No se trata simplemente de "productos", sino de pilares fundamentales de la dieta tradicional y cultural del Caribe colombiano. La causa inmediata de este fenómeno es la ya conocida crisis invernal en Córdoba, un proveedor clave de estos cultivos, que ha mermado la oferta, deteriorado las calidades y encarecido considerablemente el transporte hacia las zonas de consumo.
El impacto de las lluvias en la cadena de suministro
La emergencia invernal en Córdoba ha inundado extensas zonas de cultivo, incluidas más de 27.000 hectáreas sembradas de yuca, alterando significativamente los procesos de recolección y traslado hacia los centros de distribución. Como consecuencia directa, productos emblemáticos del litoral como el plátano hartón, la yuca y la mazorca criolla han experimentado aumentos sustanciales tanto en precio como en variaciones de calidad.
Según los reportes de la Gran Central de Abastos del Caribe (Granabastos) y registros radiales recientes, en el terreno práctico esto se traduce en yuca "mojada" que llega con menor vida útil a los mercados, plátano con precios que rondan los $1.800 por unidad (superando los $1.600 que los comerciantes consideraban como techo habitual), y mazorca con variaciones asociadas directamente a las condiciones climáticas y las dificultades logísticas.
Resiliencia en el abastecimiento
La noticia positiva para la mesa costeña es que, a pesar de las alzas, no se reporta desabastecimiento generalizado. Granabastos mantiene entre 790 y 1.000 toneladas diarias de estos productos gracias a un entramado logístico que articula suministros desde otras regiones del país.
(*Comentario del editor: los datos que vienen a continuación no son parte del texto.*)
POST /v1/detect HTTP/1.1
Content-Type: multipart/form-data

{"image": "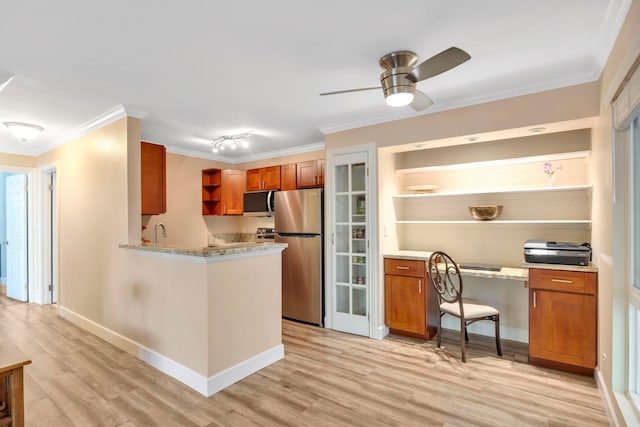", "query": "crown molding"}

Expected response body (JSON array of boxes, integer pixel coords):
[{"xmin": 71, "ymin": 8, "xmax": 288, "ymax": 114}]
[
  {"xmin": 593, "ymin": 0, "xmax": 633, "ymax": 69},
  {"xmin": 166, "ymin": 142, "xmax": 325, "ymax": 164},
  {"xmin": 35, "ymin": 104, "xmax": 127, "ymax": 156}
]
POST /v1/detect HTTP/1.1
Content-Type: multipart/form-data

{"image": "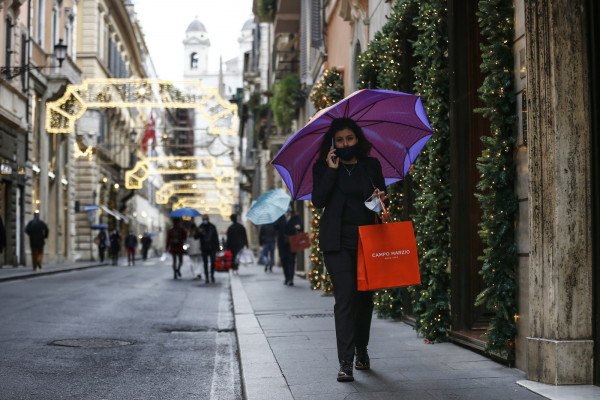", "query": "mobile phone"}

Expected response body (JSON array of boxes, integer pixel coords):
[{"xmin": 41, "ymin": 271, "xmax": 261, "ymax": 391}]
[{"xmin": 331, "ymin": 138, "xmax": 337, "ymax": 163}]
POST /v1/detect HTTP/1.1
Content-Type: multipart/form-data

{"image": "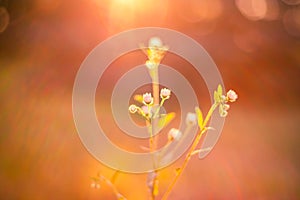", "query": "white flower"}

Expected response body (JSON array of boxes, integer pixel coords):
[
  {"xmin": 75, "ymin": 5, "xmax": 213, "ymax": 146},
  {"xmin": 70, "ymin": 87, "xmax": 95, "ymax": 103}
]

Algunas jornadas han registrado aproximadamente 990 toneladas de ingreso incluso en medio de las condiciones invernales más adversas.
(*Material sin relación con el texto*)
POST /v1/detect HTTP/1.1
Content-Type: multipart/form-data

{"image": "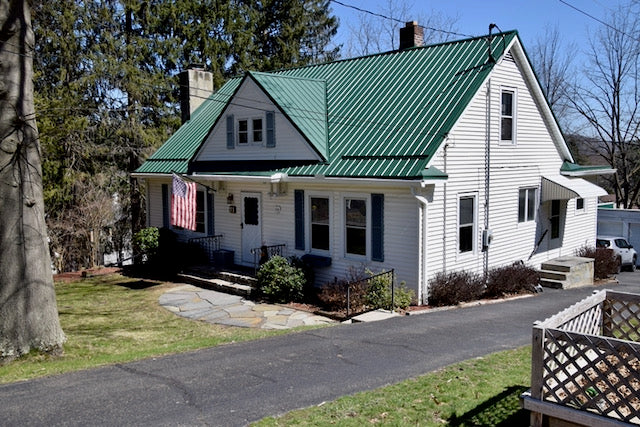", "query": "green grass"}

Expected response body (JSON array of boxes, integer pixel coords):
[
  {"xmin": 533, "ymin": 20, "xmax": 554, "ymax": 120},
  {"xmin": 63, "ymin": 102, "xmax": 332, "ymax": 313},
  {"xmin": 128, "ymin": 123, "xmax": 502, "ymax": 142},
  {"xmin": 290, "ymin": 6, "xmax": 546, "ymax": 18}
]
[
  {"xmin": 254, "ymin": 347, "xmax": 531, "ymax": 426},
  {"xmin": 0, "ymin": 274, "xmax": 290, "ymax": 383},
  {"xmin": 0, "ymin": 274, "xmax": 531, "ymax": 426}
]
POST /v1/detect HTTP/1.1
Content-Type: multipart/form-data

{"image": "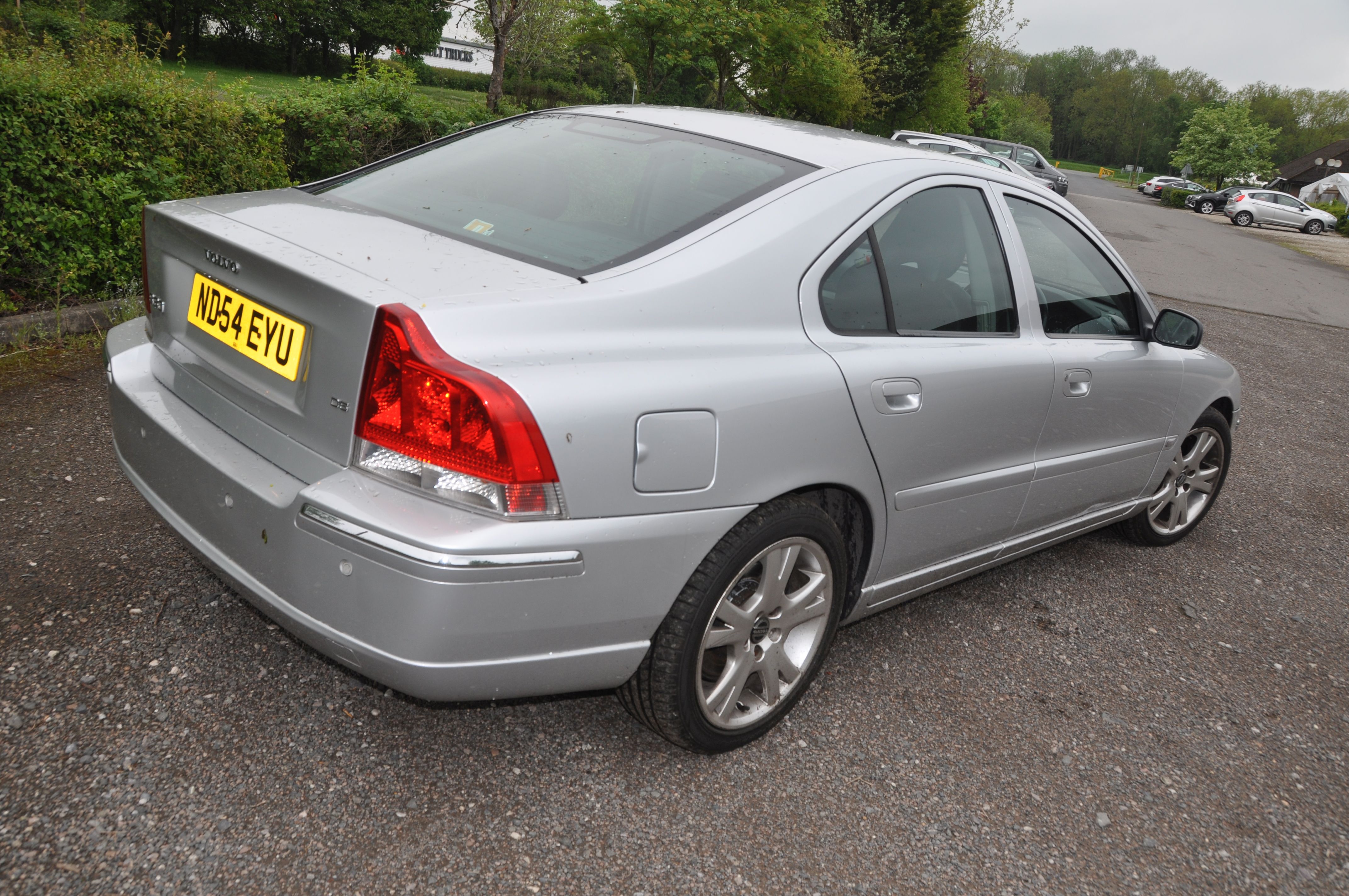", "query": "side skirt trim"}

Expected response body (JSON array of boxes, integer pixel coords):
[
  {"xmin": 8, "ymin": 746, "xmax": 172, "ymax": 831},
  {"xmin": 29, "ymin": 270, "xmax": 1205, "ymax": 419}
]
[{"xmin": 848, "ymin": 498, "xmax": 1147, "ymax": 622}]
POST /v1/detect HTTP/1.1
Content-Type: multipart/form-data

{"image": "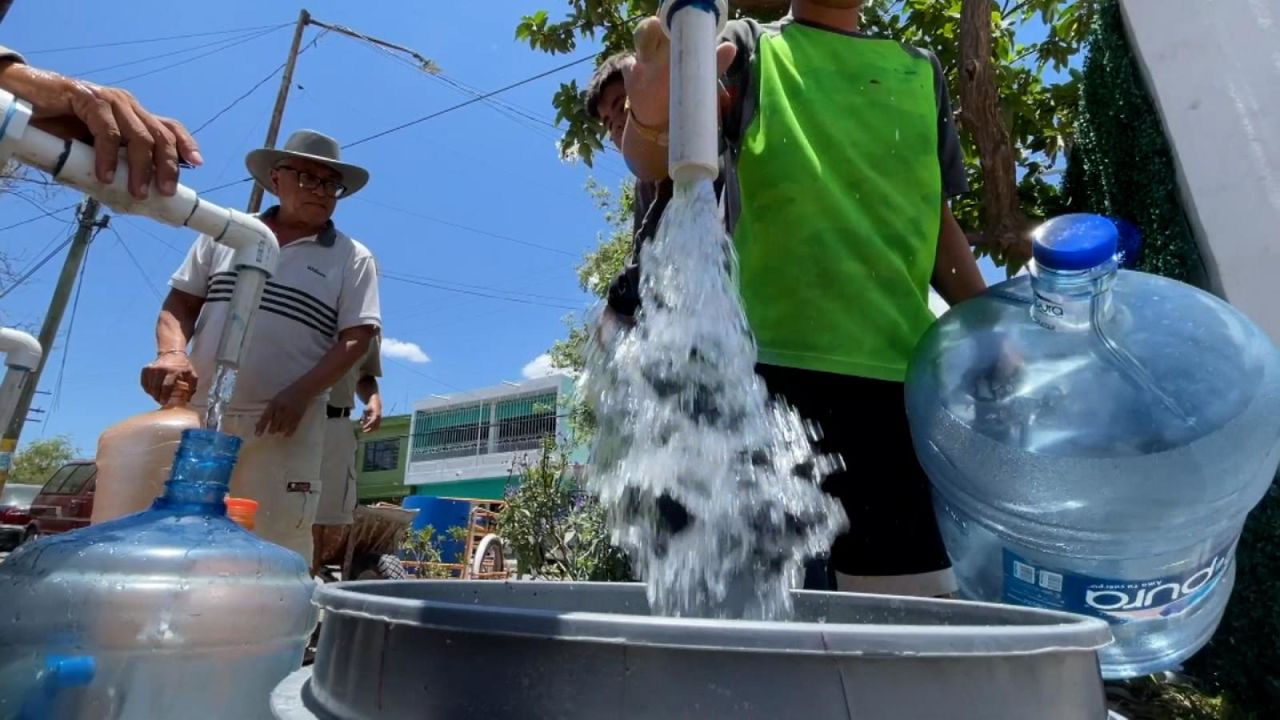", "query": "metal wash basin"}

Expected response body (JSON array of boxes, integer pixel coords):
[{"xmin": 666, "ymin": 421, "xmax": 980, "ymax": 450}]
[{"xmin": 274, "ymin": 580, "xmax": 1111, "ymax": 720}]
Esta resiliencia en la cadena de suministro es posible gracias a la red de 14 centrales con las que la plaza mayorista articula su abastecimiento, además del "músculo" logístico construido durante 2025, cuando el flujo de productos creció en un significativo 17%.
Contraste en el comportamiento de precios
En marcado contraste con las alzas en productos emblemáticos, otros alimentos como el huevo y el queso han registrado bajas del 13% al 14%, mientras que productos como la lechuga y la mazorca cañera también muestran tendencias a la baja según la gerencia de Granabastos.
Para el bolsillo de los consumidores, esta situación significa que mientras la carne ha subido entre $1.000 y $3.000 en algunos cortes (otra señal del estrés logístico), el huevo vuelve a posicionarse como proteína de relevo, con impacto no solo en términos económicos sino también nutricionales para las familias.
Reconfiguración del mercado informal
Un efecto poco visible pero determinante para la dinámica barrial es el repliegue de la venta informal cuando los precios mayoristas se disparan entre 60% y 80%. Muchos carretilleros dejan de comprar porque "no cuadran los números", resultando en menor oferta ambulante y mayor concentración de compradores en bodegas establecidas, donde el volumen de operación permite amortiguar mejor los picos de precios.
Este corrimiento temporal en los puntos de compra reconfigura los hábitos de consumo de miles de familias que tradicionalmente dependían de la venta callejera para acceder a estos productos básicos.
Lo que está en juego: cultura y nutrición
En el Atlántico, la yuca funciona como un verdadero comodín culinario: es la base de bollos, carimañolas y guarnición en el desayuno; la mazorca sostiene arepas y más bollos que sin duda representan identidad cultural; el plátano es guarnición, sopa, dulce o tajada en prácticamente cualquier comida. Por esta razón, cuando estos productos suben de precio, el golpe es tanto cultural como nutricional.
La situación podría traducirse en hogares con restricciones económicas severas ajustando raciones, modificando recetas tradicionales y, en los casos más vulnerables, optando por sustituciones menos nutritivas. De ahí que los ajustes en la oferta y la estabilidad en las cargas importen tanto para mantener la canasta típica costeña.
Al final, lo que está en juego no es simplemente un renglón más del mercado, sino la continuidad de una cocina profundamente cultural en ese fogón costeño donde los alimentos de siempre no pueden faltar en la mesa familiar.